ゲノム編集と遺伝子組み換えの違いとは? 今後必要な「生命科学的思考」とは?

ゲノム編集食品が日本国内で初承認

―高橋さんには以前、ヒトのゲノム編集についてお話いただきましたが、私たちにとって、いま一番身近なゲノム編集の話題は何でしょうか?

ゲノム編集を応用した食品がもうすぐ日本で流通するという話です。今後、1~2年以内には市場に出てくるでしょう。

第1弾の食品は「トマト」です。ゲノム編集の技術を使って遺伝子を操作して、アミノ酸の一種「GABA(ギャバ)」を一般的なトマトよりも多く含むようにしたものです。GABAは血圧を下げるとされる成分で、ストレス緩和とか脳の疲れにも良いと言われていますね。

昨年12月、この開発されたトマトについて安全性に問題がないと厚生労働省が判断し、国内で初めて「ゲノム編集食品」として販売の届け出が認められました。

「遺伝子組み換え」と「ゲノム編集」は全く別物!

―「遺伝子組み換え」も遺伝子を操作しますよね?「ゲノム編集」と何が違うのでしょうか?
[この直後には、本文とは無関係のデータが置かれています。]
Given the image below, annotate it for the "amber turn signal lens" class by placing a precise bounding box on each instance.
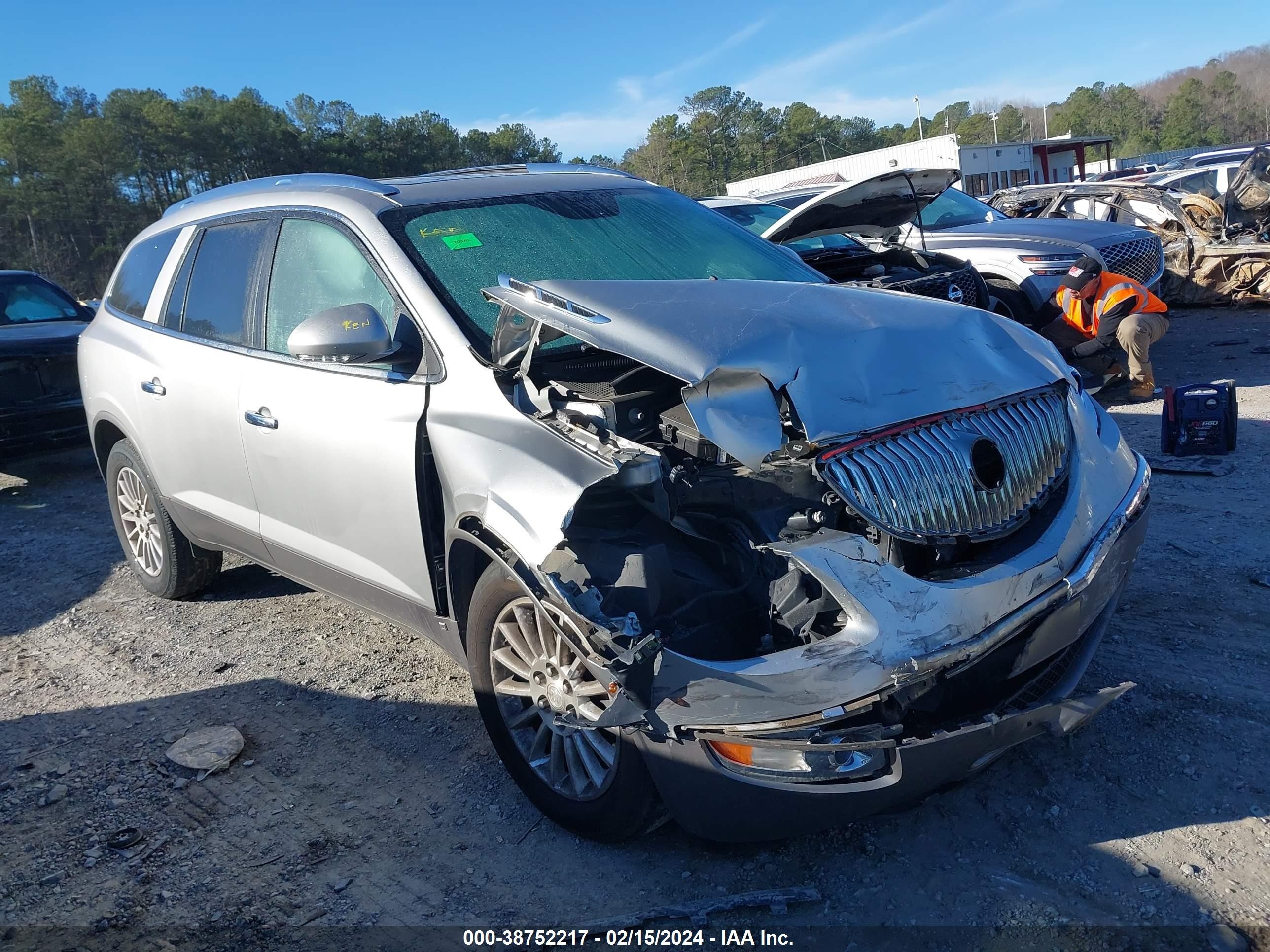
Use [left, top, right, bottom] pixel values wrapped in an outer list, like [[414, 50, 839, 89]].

遺伝子組み換えとゲノム編集は同じように見られがちですが、全く違うものです。
遺伝子組み換えは、その植物が本来持っていない遺伝子を組み入れるイメージなのですが、ゲノム編集は、本来その植物が持っているゲノムの配列の1塩基を変えることによって機能性を変えます。自然界でも起こりうる可能性がある変異が入るということです。遺伝子組み換えとは全く違います。
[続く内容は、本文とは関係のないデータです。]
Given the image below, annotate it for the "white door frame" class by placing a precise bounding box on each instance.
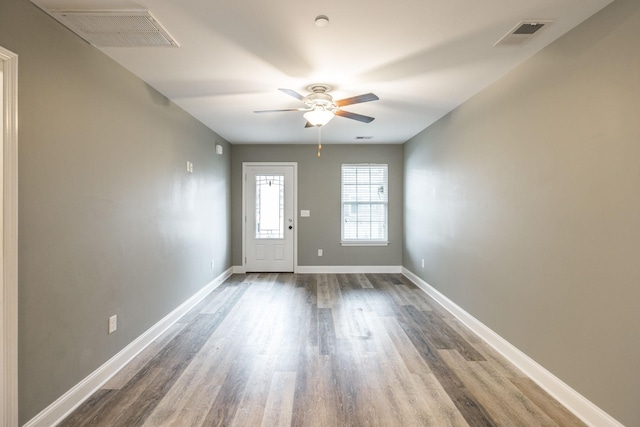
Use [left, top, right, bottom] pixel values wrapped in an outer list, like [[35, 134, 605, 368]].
[[0, 47, 18, 427], [241, 162, 298, 273]]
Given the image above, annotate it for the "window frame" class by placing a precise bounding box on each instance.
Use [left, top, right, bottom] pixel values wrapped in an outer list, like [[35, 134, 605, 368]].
[[340, 163, 389, 246]]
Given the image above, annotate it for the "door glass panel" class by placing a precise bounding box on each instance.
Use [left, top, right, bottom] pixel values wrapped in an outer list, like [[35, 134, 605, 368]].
[[256, 174, 284, 239]]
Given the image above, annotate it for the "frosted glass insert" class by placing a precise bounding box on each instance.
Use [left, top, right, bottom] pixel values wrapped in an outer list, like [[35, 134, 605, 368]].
[[256, 174, 284, 239]]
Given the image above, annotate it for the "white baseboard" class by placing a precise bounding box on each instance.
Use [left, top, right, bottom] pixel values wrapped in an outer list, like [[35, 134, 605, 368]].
[[296, 265, 402, 274], [24, 268, 233, 427], [402, 267, 624, 427]]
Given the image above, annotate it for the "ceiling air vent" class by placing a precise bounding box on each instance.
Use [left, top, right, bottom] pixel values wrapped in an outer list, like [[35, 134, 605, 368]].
[[494, 20, 553, 46], [48, 10, 179, 47]]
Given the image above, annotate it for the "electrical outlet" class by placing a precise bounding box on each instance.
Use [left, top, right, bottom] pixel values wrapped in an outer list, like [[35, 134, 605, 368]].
[[109, 314, 118, 334]]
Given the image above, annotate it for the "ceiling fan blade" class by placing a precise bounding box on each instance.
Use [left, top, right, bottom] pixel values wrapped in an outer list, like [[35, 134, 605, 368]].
[[334, 110, 374, 123], [254, 108, 308, 113], [278, 89, 304, 101], [335, 93, 380, 107]]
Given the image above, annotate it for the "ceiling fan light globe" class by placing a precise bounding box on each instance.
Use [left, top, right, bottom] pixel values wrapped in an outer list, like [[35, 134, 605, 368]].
[[303, 109, 333, 127]]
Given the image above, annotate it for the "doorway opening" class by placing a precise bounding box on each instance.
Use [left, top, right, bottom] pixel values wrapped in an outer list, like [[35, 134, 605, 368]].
[[242, 162, 298, 272]]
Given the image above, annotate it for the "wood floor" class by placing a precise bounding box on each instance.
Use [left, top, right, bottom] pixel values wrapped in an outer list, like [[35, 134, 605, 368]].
[[61, 274, 584, 427]]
これまでの遺伝子組み換え食品は、安く作ることができるとか、育てやすいとか、生産者メリットが押し出されていたのですが、ゲノム編集された食品は、味が良い、栄養素が豊富に含まれているといった、どちらかというと消費者メリットがうたわれています。

いま開発中のアレルギーが少ないとされるタマゴや身の量が多いマダイ、養殖しやすいサバなど、今後、ゲノム編集された生鮮食品が日本の市場に出てくるでしょう。

※ただし、ゲノム編集で別の遺伝子を組み入れる場合は、
遺伝子組み換えの規制対象となり安全性審査が必要となる。


―ゲノム編集は、人が手を加えなくても自然界でいつか起こる可能性があった変異を、狙って起こせるということですか?
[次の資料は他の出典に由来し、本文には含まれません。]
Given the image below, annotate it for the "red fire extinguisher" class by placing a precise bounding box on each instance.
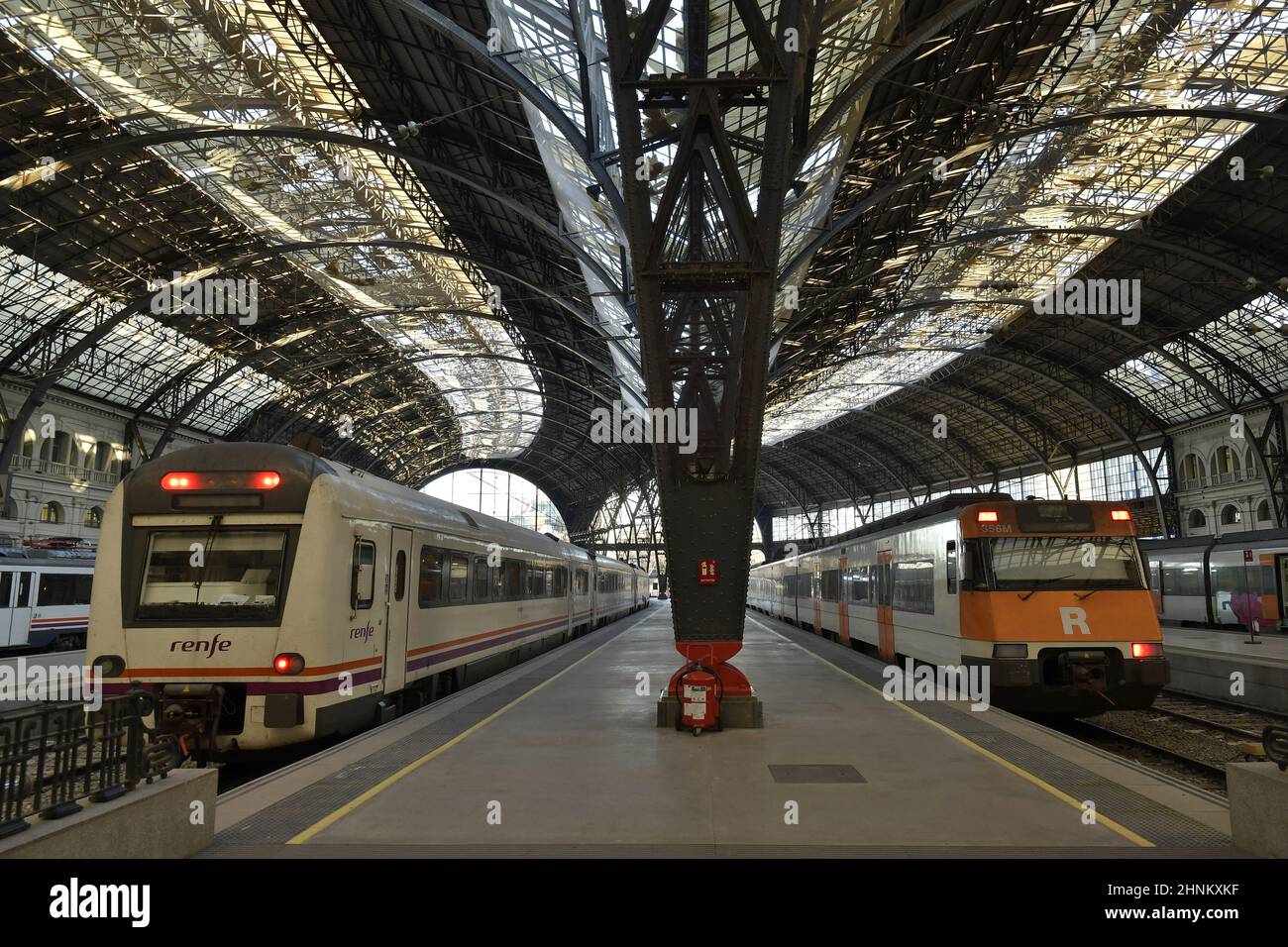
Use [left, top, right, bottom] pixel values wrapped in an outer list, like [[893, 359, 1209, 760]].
[[675, 663, 724, 736]]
そうです。もともと持っている遺伝子を編集するので、性質変化の予測可能性が高いですし、狙った遺伝子配列を変えることができるので、品種改良の期間もこれまでより短くすることもできます。

国によってスタンスは異なりますが、日本では「遺伝子を壊したゲノム編集食品に関しては、従来の品種改良による食品と差がない」と判断して、2019年、届け出を行ったうえで販売できる制度を新設しました。

でも、実際は、ゲノム編集の食品に反対している人たちもいます。ゲノム編集食品を食べたいかどうかという調査が行われたのですが、4割程の人が「食べたくない」と回答しました。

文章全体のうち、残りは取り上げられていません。